Her eylem hücre karşıtı mücadelenin temel
silahı olan SAG’la bütünleşmelidir

SAG ile birlikte atılan tarihi adıma dışarıda bugünden eylemli süreçlerle destek vermek kritik önemdedir. Basınımızda da uyarıldığı gibi, ilerici kamuoyu genelde ancak ölümler başladığında tepkisini ortaya koymakta, bu da ağır bedellere yol açmaktadır. Bu nedenle, bugünden direnişe eylemli destek örgütlemek temel amaç olmalıdır.

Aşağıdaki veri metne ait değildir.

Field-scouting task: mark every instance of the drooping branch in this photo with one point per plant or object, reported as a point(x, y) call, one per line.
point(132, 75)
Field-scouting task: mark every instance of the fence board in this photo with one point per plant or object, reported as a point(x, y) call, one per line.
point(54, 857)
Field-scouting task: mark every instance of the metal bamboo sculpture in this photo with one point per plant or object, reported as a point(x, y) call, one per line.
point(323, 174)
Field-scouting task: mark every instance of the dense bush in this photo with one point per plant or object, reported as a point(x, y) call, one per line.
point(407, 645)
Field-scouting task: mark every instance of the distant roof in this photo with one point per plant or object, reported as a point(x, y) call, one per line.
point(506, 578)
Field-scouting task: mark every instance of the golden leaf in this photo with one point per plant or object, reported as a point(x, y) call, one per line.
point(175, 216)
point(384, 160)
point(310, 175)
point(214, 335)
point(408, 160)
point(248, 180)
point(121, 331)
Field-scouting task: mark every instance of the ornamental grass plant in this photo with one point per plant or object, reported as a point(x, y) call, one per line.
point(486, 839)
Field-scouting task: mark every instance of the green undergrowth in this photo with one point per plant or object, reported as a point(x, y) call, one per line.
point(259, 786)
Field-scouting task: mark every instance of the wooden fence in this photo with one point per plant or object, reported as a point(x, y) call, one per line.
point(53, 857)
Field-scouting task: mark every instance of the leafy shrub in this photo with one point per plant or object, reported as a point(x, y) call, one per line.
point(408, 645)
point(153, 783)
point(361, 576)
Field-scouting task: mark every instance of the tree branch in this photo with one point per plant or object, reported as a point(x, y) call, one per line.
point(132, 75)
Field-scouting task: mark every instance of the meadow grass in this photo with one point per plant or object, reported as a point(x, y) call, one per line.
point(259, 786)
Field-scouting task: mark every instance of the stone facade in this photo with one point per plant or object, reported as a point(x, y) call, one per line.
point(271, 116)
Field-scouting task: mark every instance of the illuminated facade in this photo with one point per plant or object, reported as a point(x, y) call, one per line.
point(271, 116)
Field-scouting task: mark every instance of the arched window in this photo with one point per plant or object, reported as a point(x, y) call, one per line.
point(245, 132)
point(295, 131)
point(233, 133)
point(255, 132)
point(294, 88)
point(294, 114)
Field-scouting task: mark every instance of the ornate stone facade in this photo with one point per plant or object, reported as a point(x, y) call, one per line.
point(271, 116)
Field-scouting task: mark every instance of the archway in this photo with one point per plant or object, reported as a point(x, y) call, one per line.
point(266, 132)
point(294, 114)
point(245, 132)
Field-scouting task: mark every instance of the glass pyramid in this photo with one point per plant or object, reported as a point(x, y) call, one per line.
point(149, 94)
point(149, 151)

Eylemli destek, ilerleyen günlerin değil bugünün görevidir. Hücre karşıtı güçlerin son dönemde belirsizlik ve bekleyiş nedeniyle düştükleri ataleti kırmanın olanakları vardır ve onları harekete geçirmenin yol, yöntem ve araçları üzerinde yoğunlaşma görev ve sorumluluğu bizimdir. Geçmiş deneyimlerden de yararlanarak bağımsız eylem örgütleme ya da gerçekleşen eylemlilikler üzerinden müdahale etme noktasında inisiyatif ve yaratıcılık büyük bir önem taşımaktadır.

Dikkat edilmesi gereken temel hususlardan birisi ise, bugün hücre karşıtı mücadelenin temel silahı SAG olduğu ölçüde, onun etkisini kıracak ve silikleştirecek dar eylemlerden uzak durmaktır.

Süreç omuzlarımıza ağır sorumluluklar yüklemiştir. Bunun bilinciyle hareket etmeli, zamanın akıp gittiğini, gecikmenin ağır bedeller demek olduğunu bir an olsun aklımızdan çıkarmamalıyız. İçerdeki kararlılığa ve direniş ruhuna uygun bir mücadeleyi örgütlemek için tüm güç ve olanaklarımızı seferber etmeli, enerji ve çabamızı yoğunlaştırmalı, inisiyatif ve yaratıcılığı en ileri düzeyde harekete geçirmeliyiz.